To ensure the atomicity, consistency, isolation, and durability (ACID) semantics of Delta tables, MetaService manages all data modification operations on Delta tables as transactions in a unified manner. The multiversion concurrency control (MVCC) model is used to ensure the isolation of read and write operations on snapshots, and the optimistic concurrency control (OCC) model is used to control optimistic transaction concurrency.
Conflict detection rules
The following table describes the rules that are used to handle the conflicts between concurrent jobs on the same non-partitioned table or partition.

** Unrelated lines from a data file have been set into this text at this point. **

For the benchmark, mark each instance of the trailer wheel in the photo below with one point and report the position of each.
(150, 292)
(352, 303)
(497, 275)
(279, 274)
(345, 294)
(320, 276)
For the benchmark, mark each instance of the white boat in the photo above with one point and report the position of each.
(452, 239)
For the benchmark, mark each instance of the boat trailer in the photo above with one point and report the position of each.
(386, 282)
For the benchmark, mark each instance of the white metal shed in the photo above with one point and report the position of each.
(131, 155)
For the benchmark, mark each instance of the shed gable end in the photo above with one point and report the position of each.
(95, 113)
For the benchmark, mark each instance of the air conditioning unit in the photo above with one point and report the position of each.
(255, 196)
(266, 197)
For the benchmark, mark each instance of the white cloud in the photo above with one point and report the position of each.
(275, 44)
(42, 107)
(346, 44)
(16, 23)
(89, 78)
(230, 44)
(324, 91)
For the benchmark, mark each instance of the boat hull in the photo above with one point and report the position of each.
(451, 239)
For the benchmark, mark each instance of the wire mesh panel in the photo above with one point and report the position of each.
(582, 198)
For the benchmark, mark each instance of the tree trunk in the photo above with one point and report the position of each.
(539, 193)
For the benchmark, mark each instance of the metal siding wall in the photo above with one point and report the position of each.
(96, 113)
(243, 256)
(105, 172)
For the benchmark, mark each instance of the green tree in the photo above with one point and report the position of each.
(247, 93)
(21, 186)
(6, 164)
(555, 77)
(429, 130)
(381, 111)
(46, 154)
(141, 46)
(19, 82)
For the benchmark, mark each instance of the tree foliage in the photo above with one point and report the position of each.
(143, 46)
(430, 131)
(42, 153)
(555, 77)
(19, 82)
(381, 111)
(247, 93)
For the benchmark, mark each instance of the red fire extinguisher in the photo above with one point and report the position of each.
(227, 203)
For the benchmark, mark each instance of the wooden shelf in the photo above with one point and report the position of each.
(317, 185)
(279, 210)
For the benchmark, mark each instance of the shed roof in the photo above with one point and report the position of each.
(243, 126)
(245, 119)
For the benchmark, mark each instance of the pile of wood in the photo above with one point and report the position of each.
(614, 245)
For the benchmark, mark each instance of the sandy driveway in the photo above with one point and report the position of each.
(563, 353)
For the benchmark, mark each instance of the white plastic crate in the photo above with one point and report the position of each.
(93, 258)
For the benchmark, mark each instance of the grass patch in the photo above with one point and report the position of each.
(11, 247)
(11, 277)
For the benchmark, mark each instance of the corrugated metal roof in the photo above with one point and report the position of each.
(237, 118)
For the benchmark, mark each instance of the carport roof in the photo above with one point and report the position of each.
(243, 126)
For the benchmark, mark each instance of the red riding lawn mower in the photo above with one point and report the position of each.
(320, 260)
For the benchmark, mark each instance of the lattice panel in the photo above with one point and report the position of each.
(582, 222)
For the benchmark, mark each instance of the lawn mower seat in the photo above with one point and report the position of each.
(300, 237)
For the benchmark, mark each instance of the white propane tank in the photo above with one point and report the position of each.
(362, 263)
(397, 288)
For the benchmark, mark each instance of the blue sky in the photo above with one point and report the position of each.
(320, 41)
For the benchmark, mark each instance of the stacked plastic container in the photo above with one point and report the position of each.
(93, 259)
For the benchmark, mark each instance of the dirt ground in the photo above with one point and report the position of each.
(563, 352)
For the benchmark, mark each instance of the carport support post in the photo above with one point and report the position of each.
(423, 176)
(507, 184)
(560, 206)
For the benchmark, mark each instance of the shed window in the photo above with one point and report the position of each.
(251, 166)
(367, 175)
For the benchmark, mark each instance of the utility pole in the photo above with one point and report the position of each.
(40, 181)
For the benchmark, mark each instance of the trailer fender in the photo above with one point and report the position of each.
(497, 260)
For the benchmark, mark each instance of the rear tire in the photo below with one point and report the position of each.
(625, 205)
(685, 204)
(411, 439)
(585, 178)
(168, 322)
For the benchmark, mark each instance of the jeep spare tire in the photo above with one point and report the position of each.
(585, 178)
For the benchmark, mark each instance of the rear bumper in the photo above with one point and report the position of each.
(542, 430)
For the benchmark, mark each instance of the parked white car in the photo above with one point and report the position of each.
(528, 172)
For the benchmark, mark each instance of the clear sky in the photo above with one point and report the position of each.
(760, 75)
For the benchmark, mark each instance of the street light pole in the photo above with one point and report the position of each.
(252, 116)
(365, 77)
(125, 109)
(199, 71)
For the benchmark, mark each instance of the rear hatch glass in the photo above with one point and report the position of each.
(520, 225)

Job type | INSERT OVERWRITE /TRUNCATE (job that ends later) | INSERT INTO (job that ends later) | UPDATE / DELETE (job that ends later) | MINOR COMPACT (job that ends later) | MAJOR COMPACT (job that ends later) |
INSERT OVERWRITE /TRUNCAT (job that ends earlier) | Both jobs succeed. The result data of the job that ends later overwrites that of the job that ends earlier. | The job that ends earlier succeeds. An error is returned for the job that ends later. | The job that ends earlier succeeds. An error is returned for the job that ends later. | The job that ends earlier succeeds. An error is returned for the job that ends later. | The job that ends earlier succeeds. An error is returned for the job that ends later. |
INSERT INTO (job that ends earlier) | Both jobs succeed. The result data of the job that ends later overwrites that of the job that ends earlier. | The job that ends earlier succeeds. An error is returned for the job that ends later. | The job that ends earlier succeeds. An error is returned for the job that ends later. | Both jobs succeed. The compaction operation of the job that ends later succeeds. | The job that ends earlier succeeds. An error is returned for the job that ends later. |
UPDATE /DELETE (job that ends earlier) | Both jobs succeed. The result data of the job that ends later overwrites that of the job that ends earlier. | The job that ends earlier succeeds. An error is returned for the job that ends later. | The job that ends earlier succeeds. An error is returned for the job that ends later. | Both jobs succeed. The compaction operation of the job that ends later succeeds. | The job that ends earlier succeeds. An error is returned for the job that ends later. |
MINOR COMPACT (job that ends earlier) | Both jobs succeed. The result data of the job that ends later overwrites that of the job that ends earlier. | Both jobs succeed. New data is written for the job that ends later. | Both jobs succeed. New data is written for the job that ends later. | The job that ends earlier succeeds. An error is returned for the job that ends later. | Both jobs succeed. The compaction operation of the job that ends later succeeds. |
MAJOR COMPACT (job that ends earlier) | Both jobs succeed. The result data of the job that ends later overwrites that of the job that ends earlier. | Both jobs succeed. New data is written for the job that ends later. | Both jobs succeed. New data is written for the job that ends later. | The job that ends earlier succeeds. An error is returned for the job that ends later. | The job that ends earlier succeeds. An error is returned for the job that ends later. |
Concurrency conflict optimization
The preceding conflict detection rules do not apply to concurrent operations at the row or file level. A sequence of data processing operations are managed as a transaction. For specific frequently performed operations, the transaction conflict handling logic is optimized based on the semantics of the operations on the premise of data correctness. This better supports concurrency control. For example, you perform a clustering operation and an INSERT INTO operation in a transaction at the same time. The transaction does not fail even if the start time and commit time of the transaction overlap. This is because the clustering operation changes the method of organizing data but does not change the data status. The clustering operation and the INSERT INTO operation do not cause status inconsistency and can be concurrently performed. The transaction conflict handling logic will continue to be optimized to adapt to more scenarios.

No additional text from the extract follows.